Moreover, your use of dicto simpliciter (over simplification) in terms of intellectual activity is ridiculous. Many intellectuals are just as dedicated as anyone else when it comes to church activity and testimony. I begrudge your insinuation to the contrary.

If you have credibility you will now admit that you have an ideological notion of "best" and are basically telling intellectuals in the Church to "eat cake."



Whining? Interesting. To suggest whining is to assume that you are in a position of power and, in this instance, to arbitrarily assert criticism as a diminuitive. What Mauss is engaging in is constructive criticism, and your assertion of whining only furthers that there is a problem in the Church. You think that your approach to the gospel is superior, and implicitly, that you deserve the privilege you receive. "All is well in Zion," in this sense, according to you. Mauss and I are arguing that a healthy tension between styles of thought is in the best interest of the Church. I'm not trying to drive out fundamentalists or Mauss' "herd" (not the best word choice), just looking for equal ground.

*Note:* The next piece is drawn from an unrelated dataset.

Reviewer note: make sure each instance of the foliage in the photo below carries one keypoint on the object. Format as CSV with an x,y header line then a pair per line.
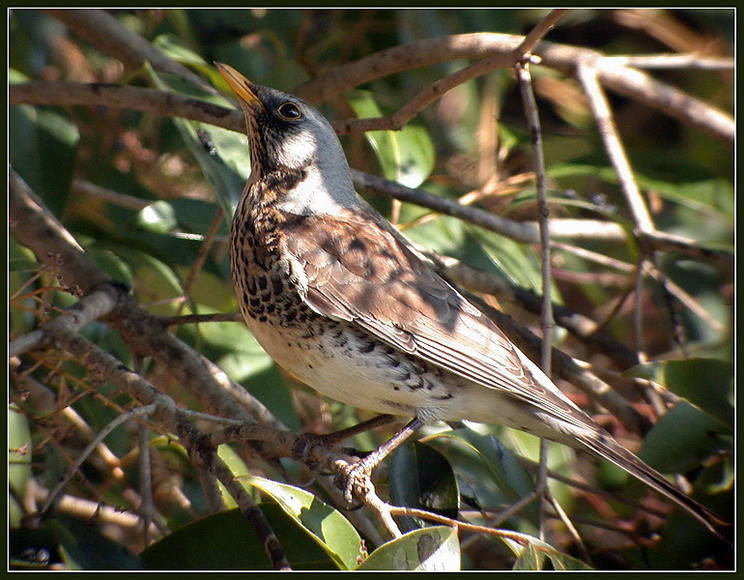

I wouldn't say that an intellectual is someone who is smart. Intellectuals often have smarts of a kind because they are dedicated to study. Many lawyers, physicians, professionals, construction workers, and others can be smart without being intellectuals. Fundamentalists can be smart (like Cleon Skousen, for example), they just aren't considered intellectuals or "learned scholars" by the people who determine such things (Academics, mostly). Put simply, intellectuals, in the way Mauss describes them, while often "smart," certainly don't have a monopoly on High IQs or some other measure of superior intelligence. For him, intellectual is a style of thinking that is cultivated by scholarly activity.

I am now going back to my discussion with UtahDan, as it is actually productive.
I know we're not going to make any headway here, so let me just hit the highlights without trying to make it too personal.

1. I'd like you to replace the word intellectual with academic. You're a good guy, and you're a smart guy. But what seperates you and your academic peers from the thousands (hundreds of thousands?) of other professional, successful, intelligent men in the church is not your ability to think with an "intellectual style cultivated by scholarly activity", it's simply your status as a professor. If you try to create an illusion of more of it than that, then you will lose me and the rest of your audience.

2. I don't see that your peer group is underrepresented at high priesthood levels. Based on what I'm hearing is your definition as an "intellectual", it sounds like you're excluding business people, lawyers, medical professionals, engineers, IT professionals, accountants, actuaries, teachers (high school and below), and scientists. And you're including only college professors, but not just all college professors, I imagine you're excluding college professors of engineering, business, law, science, computer programming, etc. and only counting college professors of history, humanities, philosophy, politics, etc. Is this correct? What percent of the total of priesthood holding, dedicated, faithful Mormon men does this group make? Do you deserve to be overrepresented in church leadership? I don't, and this is why what you're saying sounds like whining to me. I think you're missing the mark on what makes a good priesthood leader. Dedication is valued ten fold over intelligence (and this is my definition--if it's your definition that it's valued hundred fold). I'm hearing from you that you think that is wrong and that you and your peers in a small, niche group should be given special treatments.

3. Show me some stats. Don't give me anecdotal evidence of an intellectual getting inappropriately disciplined. There are many problems or perceived problems in the church when it comes to "personnel" issues: racism, regionalism, nepotism, bias against short people or fat people, bias favoring athletes or schmoozers/butt kissers.